Lucky 7



綺麗な呪いだった。愛という、恐ろしく美しい呪い。いつのまに自分は掛かっていたのだろう。きらきらとした、彼女を想像すると真反対の、優しくあたたかなもの。
敷布の上に横たわる己が妻の期待を込めた視線を一手に受け、ルフレは壊れ物に触れるかのように優しくサーリャの頬を撫ぜた。真っ白で、真っ黒。きっと彼女を説明するのならばこんな文句が妥当だろう。くすぐったいのか、手の中でもぞりと動く様すら愛おしい。きっとこれは、強力な呪いだ。
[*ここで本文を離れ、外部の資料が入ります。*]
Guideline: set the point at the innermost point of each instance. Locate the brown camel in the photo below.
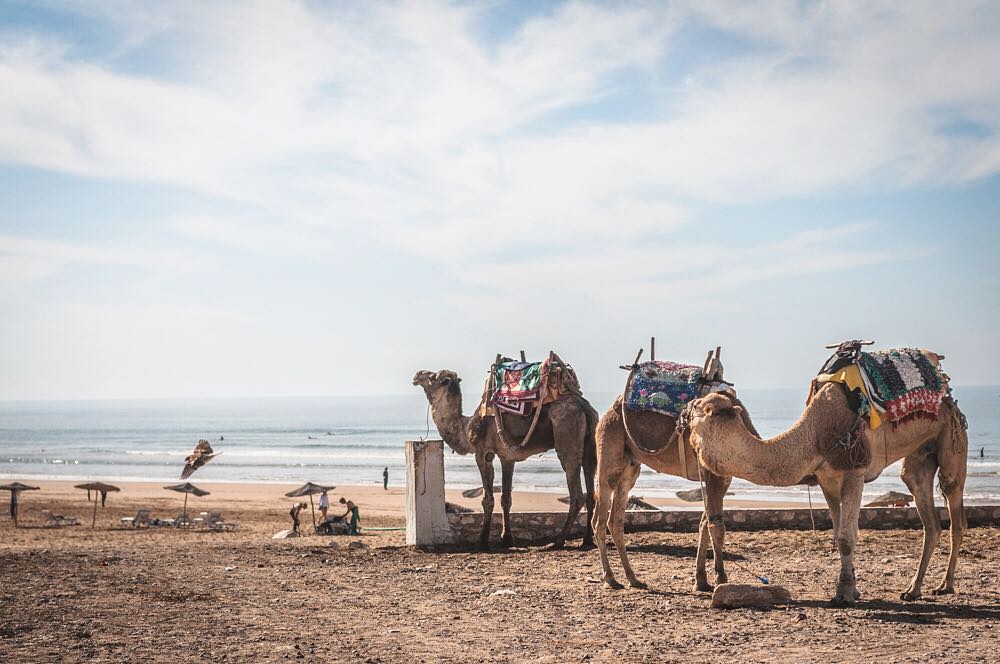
(619, 460)
(566, 425)
(818, 446)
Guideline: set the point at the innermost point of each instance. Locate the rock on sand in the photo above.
(740, 595)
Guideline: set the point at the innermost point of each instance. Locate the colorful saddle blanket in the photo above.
(903, 381)
(519, 386)
(896, 384)
(663, 387)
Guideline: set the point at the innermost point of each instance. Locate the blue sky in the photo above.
(289, 198)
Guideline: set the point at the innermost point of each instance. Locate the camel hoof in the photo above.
(612, 584)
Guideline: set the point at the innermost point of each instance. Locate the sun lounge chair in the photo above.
(140, 520)
(58, 520)
(214, 522)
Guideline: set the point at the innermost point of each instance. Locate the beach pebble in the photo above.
(742, 595)
(502, 592)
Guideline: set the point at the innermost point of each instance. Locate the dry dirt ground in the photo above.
(74, 595)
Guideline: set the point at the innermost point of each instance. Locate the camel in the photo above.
(819, 446)
(566, 425)
(619, 460)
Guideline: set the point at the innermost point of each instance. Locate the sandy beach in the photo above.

「ルフレ、あなたになら何をされたって構わないのよ……」

辛うじて神軍師としての理性を保っていたのに。そんなにも優しい言葉を受けてしまえば、何もかもが崩壊してしまう。
覆い被さるように彼女を跨ぎ圧迫するように抱きしめる。
まだ、軍師としてやるべきことが残っている。それは、彼女も一緒だ。
全てが終わる。それまでは夜伽は行わない、それが暗黙のルールだった。
ルフレはサーリャの身体を感じるように何度も、何度も抱きしめて、静かに泣いた。その涙を尊いもののように舐めて掬い取るのが、サーリャは好きだった。
いつ終わるか分からないこの旅路、どうしたって夫婦の絆を欲してしまう時がある。家族を持たなかった彼はそれが顕著だと、結婚してからサーリャは知る。

「サーリャ、俺たちは幸せだろうか……」
「……少なくとも、私は幸せよ。ルフレに愛してもらっているんですもの。」
「俺だけの、独り善がりじゃないよな……」
「ええ、そうね。独り善がりなら、私が感じるこの幸福感は……いったい何なのかしら。」

軍を取り纏める彼も、殊女性の扱いというものはあまり得手としていない。だから、不安になると言った。優しい彼は、サーリャの心に踏み込むことを未だに躊躇っているようにも見えた。何を今更、あんなに熱烈なプロポーズをしてくれたと言うのに。

「サーリャ、」
「なにかしら。」
「……ノワールも、マークも、女だな。」
「そうね。」
「……いつか、嫁に行っちゃうな。」

思わず唖然とした。未来から来た娘ふたりと出会ったのはつい最近だ。そして、そのふたりの存在が暗黙のルールが終わることを告げる。
一瞬だけ見えたルフレの瞳は、愛に飢えた獣そのものだった。